辻 信一
2004年03月26日作成年月日 |
執筆者名 |
研究領域 |
カテゴリー |
媒体(Vol.) |
備考 |
---|---|---|---|---|---|
2004年03月26日 |
辻 信一 |
エネルギー・環境 |
エネルギー・ライフスタイル |
情報誌CEL (Vol.68) |
ページ内にあります文章は抜粋版です。
全文をご覧いただくにはPDFをダウンロードしてください。
時々、南伊豆の山あいに山本剛さんを訪ねる。いつの季節でも彼は自分が焼いた竹炭で火を焚いてくれる。そしてぼくたちはその火を見つめながら、話をする。放置された竹林が急速にひろがって、生態系のバランスを崩しているのを見て、竹の産業を復活させるための事業に乗り出した。そのひとつが竹の炭焼きで、それがいつの間にか、彼の主要な仕事となった。
山本さんによれば、現代文明のおかしさの根っことして、人々が火との接点を失ったことがある。言うまでもなく、人は火をもつことによって人となり、以来、何万年という年月を人は火のそばで過ごしてきた。その火から遠ざかった時、人間に何が起こったのか。

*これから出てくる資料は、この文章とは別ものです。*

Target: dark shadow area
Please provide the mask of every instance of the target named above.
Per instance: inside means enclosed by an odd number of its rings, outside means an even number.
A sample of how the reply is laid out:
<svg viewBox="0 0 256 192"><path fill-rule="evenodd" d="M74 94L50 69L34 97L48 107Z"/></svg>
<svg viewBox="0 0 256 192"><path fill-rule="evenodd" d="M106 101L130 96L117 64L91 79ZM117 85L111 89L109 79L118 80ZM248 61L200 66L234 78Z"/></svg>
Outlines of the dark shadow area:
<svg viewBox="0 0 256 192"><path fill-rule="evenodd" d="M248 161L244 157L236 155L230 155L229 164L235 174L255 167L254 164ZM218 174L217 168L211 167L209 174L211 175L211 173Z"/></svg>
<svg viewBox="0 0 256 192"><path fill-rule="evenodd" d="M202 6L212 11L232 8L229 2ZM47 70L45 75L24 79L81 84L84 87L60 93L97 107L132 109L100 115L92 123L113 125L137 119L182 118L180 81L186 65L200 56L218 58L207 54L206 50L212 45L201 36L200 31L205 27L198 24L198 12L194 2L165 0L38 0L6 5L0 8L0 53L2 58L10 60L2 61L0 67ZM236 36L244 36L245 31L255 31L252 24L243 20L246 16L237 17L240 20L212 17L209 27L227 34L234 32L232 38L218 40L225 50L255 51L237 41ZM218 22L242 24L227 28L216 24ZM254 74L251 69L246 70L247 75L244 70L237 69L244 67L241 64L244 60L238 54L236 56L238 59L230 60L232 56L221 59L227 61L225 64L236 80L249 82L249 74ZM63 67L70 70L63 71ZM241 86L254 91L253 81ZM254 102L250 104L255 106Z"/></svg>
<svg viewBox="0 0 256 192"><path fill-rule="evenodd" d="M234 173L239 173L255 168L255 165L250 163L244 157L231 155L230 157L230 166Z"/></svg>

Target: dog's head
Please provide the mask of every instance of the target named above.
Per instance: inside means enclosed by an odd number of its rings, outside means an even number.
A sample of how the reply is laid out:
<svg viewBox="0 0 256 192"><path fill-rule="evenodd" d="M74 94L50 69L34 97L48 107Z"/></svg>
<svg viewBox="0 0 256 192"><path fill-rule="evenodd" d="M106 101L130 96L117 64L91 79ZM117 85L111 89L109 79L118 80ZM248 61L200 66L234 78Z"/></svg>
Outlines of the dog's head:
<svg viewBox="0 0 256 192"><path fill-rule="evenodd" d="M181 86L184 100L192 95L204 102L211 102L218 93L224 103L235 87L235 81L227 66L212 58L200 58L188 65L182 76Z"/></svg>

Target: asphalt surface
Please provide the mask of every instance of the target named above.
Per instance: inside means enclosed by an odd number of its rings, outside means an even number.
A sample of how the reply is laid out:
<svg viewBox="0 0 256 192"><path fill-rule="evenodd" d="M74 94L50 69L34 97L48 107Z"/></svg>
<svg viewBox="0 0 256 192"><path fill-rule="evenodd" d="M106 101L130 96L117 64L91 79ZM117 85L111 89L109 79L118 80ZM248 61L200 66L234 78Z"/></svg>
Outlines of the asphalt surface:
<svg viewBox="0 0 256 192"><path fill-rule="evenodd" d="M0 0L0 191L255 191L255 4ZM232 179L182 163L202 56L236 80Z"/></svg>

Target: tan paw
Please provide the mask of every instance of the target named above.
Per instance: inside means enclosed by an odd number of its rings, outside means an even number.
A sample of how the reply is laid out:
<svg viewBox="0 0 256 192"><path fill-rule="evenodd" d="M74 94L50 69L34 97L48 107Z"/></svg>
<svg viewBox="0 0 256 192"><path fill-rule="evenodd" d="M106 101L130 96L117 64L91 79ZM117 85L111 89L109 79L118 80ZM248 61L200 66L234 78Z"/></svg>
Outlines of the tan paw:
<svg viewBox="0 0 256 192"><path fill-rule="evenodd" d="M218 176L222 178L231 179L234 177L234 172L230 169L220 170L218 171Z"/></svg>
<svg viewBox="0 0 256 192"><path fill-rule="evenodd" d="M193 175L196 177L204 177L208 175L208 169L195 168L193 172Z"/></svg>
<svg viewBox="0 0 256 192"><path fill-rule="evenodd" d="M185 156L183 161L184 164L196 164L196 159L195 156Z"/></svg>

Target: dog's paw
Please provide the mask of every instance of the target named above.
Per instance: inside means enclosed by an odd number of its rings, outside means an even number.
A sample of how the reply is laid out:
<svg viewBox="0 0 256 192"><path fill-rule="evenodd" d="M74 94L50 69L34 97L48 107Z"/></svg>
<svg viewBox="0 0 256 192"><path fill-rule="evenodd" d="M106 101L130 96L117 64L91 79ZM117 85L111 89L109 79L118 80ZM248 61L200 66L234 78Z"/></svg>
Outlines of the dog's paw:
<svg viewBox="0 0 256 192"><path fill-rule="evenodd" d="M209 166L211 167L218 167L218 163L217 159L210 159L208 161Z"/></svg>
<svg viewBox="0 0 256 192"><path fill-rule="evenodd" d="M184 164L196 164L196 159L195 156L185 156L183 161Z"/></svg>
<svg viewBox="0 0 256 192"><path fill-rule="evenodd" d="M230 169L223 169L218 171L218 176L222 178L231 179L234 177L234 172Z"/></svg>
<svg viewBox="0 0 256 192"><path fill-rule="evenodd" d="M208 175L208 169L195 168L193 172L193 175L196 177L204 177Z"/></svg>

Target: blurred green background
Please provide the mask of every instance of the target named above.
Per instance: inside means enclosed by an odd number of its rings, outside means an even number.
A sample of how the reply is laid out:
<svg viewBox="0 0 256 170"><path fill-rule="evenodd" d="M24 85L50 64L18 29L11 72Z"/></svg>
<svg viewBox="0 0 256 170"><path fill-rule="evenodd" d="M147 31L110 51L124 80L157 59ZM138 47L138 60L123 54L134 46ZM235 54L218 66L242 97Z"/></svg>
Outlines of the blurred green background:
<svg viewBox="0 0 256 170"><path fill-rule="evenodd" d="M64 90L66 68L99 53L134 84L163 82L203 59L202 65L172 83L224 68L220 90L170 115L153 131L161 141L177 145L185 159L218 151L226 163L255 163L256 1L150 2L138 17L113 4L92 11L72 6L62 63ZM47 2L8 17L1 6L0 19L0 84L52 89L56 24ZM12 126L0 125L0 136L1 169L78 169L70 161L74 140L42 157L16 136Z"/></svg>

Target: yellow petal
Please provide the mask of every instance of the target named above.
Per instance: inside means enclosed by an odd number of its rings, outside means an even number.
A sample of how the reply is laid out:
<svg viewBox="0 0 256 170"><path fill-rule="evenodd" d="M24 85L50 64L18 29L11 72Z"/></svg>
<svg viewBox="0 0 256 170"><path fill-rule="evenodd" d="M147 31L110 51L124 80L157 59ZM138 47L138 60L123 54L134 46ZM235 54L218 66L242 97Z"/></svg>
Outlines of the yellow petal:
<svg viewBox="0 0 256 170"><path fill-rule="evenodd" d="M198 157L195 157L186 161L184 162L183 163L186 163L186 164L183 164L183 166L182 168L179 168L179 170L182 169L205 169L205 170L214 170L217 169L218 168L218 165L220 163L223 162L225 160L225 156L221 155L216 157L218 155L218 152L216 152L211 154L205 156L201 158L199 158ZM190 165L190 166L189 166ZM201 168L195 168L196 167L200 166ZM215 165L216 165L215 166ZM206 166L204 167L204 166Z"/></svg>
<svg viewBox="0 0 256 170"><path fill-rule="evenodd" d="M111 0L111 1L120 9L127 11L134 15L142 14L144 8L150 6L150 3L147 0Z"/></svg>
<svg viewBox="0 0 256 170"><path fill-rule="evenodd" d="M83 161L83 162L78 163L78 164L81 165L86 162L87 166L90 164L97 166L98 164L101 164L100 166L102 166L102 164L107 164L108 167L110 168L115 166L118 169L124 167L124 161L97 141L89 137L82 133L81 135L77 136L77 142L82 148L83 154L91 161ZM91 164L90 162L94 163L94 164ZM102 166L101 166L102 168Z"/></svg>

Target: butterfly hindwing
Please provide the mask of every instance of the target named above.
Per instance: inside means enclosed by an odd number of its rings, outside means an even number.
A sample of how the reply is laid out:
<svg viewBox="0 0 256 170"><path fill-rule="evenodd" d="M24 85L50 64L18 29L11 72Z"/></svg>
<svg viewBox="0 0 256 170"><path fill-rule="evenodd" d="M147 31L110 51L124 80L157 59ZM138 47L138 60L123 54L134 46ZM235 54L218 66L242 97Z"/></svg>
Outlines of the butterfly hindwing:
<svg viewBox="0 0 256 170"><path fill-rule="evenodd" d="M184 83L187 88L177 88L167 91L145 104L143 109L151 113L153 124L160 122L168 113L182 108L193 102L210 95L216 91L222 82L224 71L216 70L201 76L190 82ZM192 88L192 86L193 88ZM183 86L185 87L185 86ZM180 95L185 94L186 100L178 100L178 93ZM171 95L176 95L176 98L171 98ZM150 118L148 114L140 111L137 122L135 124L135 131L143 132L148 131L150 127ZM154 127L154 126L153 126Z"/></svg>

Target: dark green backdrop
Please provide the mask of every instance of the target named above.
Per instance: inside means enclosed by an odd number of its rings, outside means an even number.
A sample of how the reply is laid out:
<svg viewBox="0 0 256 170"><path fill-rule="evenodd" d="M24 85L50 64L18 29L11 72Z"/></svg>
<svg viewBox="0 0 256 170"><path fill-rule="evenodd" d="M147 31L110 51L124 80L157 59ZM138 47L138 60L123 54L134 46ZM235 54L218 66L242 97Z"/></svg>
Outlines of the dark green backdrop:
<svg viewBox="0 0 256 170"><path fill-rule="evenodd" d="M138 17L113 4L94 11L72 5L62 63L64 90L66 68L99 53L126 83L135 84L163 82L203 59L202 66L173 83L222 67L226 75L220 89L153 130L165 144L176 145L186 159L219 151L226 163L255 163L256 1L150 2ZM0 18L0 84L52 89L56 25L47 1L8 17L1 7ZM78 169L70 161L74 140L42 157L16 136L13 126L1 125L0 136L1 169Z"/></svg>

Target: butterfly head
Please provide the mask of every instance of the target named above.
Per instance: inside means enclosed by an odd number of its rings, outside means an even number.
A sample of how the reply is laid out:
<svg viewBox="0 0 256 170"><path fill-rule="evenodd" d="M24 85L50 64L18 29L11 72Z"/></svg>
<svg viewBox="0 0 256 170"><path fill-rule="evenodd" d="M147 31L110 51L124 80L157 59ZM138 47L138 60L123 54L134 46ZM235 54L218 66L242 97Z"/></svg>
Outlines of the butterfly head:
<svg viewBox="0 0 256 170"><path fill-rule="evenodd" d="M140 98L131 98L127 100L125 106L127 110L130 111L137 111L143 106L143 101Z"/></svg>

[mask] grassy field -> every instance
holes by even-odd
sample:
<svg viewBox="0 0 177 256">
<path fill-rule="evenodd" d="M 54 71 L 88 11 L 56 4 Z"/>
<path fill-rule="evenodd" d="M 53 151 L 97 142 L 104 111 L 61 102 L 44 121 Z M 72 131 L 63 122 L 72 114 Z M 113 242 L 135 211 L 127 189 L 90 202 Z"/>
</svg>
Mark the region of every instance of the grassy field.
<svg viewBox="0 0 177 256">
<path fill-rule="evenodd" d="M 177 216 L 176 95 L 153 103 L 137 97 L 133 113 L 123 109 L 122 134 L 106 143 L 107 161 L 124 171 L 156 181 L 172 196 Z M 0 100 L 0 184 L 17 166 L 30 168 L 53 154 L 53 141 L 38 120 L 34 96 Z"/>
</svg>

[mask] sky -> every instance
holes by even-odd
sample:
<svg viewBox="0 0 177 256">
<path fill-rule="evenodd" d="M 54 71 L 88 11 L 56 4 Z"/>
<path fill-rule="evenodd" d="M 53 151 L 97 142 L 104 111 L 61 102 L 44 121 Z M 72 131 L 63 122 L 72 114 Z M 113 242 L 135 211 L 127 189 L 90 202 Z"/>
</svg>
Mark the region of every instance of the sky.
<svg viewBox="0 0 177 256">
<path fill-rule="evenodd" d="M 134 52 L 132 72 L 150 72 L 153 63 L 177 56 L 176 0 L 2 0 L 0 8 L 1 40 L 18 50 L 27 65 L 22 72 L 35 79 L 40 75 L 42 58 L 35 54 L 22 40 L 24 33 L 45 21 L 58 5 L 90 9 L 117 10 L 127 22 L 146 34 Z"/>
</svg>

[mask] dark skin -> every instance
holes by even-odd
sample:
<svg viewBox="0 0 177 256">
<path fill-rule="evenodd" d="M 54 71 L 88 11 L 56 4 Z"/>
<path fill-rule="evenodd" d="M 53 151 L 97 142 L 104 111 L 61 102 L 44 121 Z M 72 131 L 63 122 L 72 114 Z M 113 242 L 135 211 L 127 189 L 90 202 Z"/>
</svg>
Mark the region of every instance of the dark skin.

焚き火どころか、マッチさえ擦れない子どもが多い。親たちが火の恐さを教え込んでは、子どもたちを火から遠ざけてきたからだ。山本さんも言うように、それは大人たちが水の恐さを教え込んで、子どもたちを水辺から遠ざけてきたことと、重なる。その一方で、川という川に三面張りを施し、ダムを建設し、海辺という海辺にコンクリートを敷きつめてきた。土もそうだ。体や服に泥をつけて帰ってくる子どもを親は叱る。都会では、土がもう太陽に触れることがないほどに、コンクリートやアスファルトで覆いつくした。
若者たちを連れて、北米や南米を訪ねる機会が多い。旅の中で彼らが何より喜ぶのは、キャンプファイアーの時間だ。同じオレンジ色の炎に頬を輝かせながら、夜のふけるのも忘れて語り合い、歌い、踊る。心の鎧を外して、共に笑い、共に泣く。そんな時、ぼくは思うのだ。焚き火をするためにこうしてわざわざ海を渡ってきたのだな、と。そして、ぼくたちの社会は、これだけのささやかな喜びを子どもたちに与える力さえ失っていることを思う。